Despite these serious deficiencies in the quality of the renewal debates on sunset clauses, it is not all lost for parliamentary scrutiny. Renewal debates have, at times, prompted Parliament, in particular the Lords, to take extraordinary action in contravention of convention. On two occasions, the House of Lords has defied the parliamentary convention that it does vote to defeat secondary legislation. In the 2009 debate on the motion to renew the Prevention of Terrorism Act 2005, Baronnes Miller insisted on dividing the House on an amendment to disapprove the renewal order, but was defeated by 135 votes to 48. A year later, Baroness Hamwee came closer to upsetting convention, when her motion to disapprove the renewal order was defeated much more narrowly, by only 57 votes to 49.
The House of Lords does not have to vote down the Terrorism Prevention and Investigation Measures Act 2011 (Continuation) Order 2016 in order for the five-year sunset clause to have had some effect.

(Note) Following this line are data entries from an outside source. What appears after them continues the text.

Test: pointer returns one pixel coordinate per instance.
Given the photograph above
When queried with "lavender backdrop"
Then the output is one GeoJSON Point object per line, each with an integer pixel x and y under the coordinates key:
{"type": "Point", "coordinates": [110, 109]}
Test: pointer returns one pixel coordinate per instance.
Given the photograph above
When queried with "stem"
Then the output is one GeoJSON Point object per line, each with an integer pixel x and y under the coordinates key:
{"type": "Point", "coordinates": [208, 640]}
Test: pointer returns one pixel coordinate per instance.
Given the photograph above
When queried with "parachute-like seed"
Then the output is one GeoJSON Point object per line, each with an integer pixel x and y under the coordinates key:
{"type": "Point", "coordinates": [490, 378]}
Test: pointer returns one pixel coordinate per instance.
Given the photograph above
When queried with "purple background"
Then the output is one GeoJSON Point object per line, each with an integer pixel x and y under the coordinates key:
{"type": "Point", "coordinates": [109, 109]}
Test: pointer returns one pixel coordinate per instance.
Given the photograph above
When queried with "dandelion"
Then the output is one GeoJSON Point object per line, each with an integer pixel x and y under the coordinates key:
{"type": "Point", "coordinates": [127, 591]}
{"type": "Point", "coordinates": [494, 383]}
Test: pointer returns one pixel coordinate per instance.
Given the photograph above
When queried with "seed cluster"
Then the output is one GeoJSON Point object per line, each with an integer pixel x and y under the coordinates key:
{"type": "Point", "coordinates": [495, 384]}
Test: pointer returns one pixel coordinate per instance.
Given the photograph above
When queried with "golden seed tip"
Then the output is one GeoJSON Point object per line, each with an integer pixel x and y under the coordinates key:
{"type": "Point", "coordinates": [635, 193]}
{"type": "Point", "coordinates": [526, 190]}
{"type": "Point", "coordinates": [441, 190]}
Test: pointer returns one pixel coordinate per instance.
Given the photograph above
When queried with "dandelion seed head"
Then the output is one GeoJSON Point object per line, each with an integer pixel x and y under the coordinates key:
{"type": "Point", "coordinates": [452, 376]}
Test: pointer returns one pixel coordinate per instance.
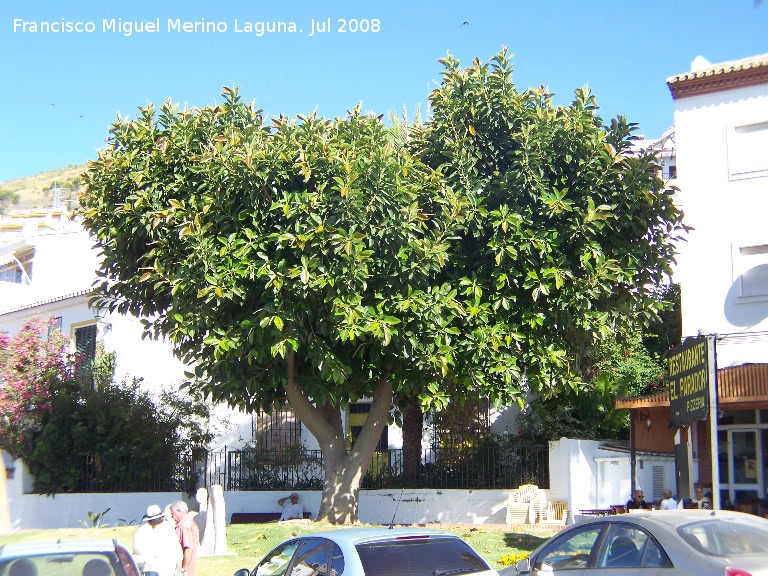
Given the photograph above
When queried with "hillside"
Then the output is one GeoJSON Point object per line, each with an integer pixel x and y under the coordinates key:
{"type": "Point", "coordinates": [38, 191]}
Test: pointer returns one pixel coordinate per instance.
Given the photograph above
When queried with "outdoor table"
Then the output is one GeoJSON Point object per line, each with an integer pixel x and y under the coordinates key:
{"type": "Point", "coordinates": [595, 512]}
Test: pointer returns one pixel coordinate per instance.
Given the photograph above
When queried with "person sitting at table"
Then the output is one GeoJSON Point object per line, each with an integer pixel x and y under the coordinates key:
{"type": "Point", "coordinates": [637, 502]}
{"type": "Point", "coordinates": [699, 500]}
{"type": "Point", "coordinates": [668, 502]}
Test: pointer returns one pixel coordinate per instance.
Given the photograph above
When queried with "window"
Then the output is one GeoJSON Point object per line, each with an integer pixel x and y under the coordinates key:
{"type": "Point", "coordinates": [85, 342]}
{"type": "Point", "coordinates": [16, 268]}
{"type": "Point", "coordinates": [54, 326]}
{"type": "Point", "coordinates": [312, 559]}
{"type": "Point", "coordinates": [748, 151]}
{"type": "Point", "coordinates": [672, 172]}
{"type": "Point", "coordinates": [569, 553]}
{"type": "Point", "coordinates": [276, 430]}
{"type": "Point", "coordinates": [358, 414]}
{"type": "Point", "coordinates": [276, 563]}
{"type": "Point", "coordinates": [750, 269]}
{"type": "Point", "coordinates": [626, 546]}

It simply needs to hold a debate on the merits of the legislation and make an informed decision as to whether to approve or disapprove the renewal order. Perhaps the House of Lords would like to bear in mind the following exchange, between Richard Fuller MP and James Brokenshire, the Parliamentary Under-Secretary of State for the Home Department during the 2011 debate on the Terrorism Prevention and Investigation Measures Bill. Fuller asked whether Brokenshire would give
“some guidance about whether, in his view, we should have a thorough and complete review of these measures every five years rather than sending them through on the nod for another five years, saying that they seem to be working? … it is important that we hear whether the Minister anticipates the review every five years to be more thorough than the annual on-the-nod review.”
“I would certainly anticipate a considered review of counter-terrorism powers when the time arrived. That would be the appropriate way to proceed and to examine the renewal.”
The Lords must now provide that considered review when it comes to debate the Terrorism Prevention and Investigation Measures Act 2011 (Continuation) Order 2016 this afternoon.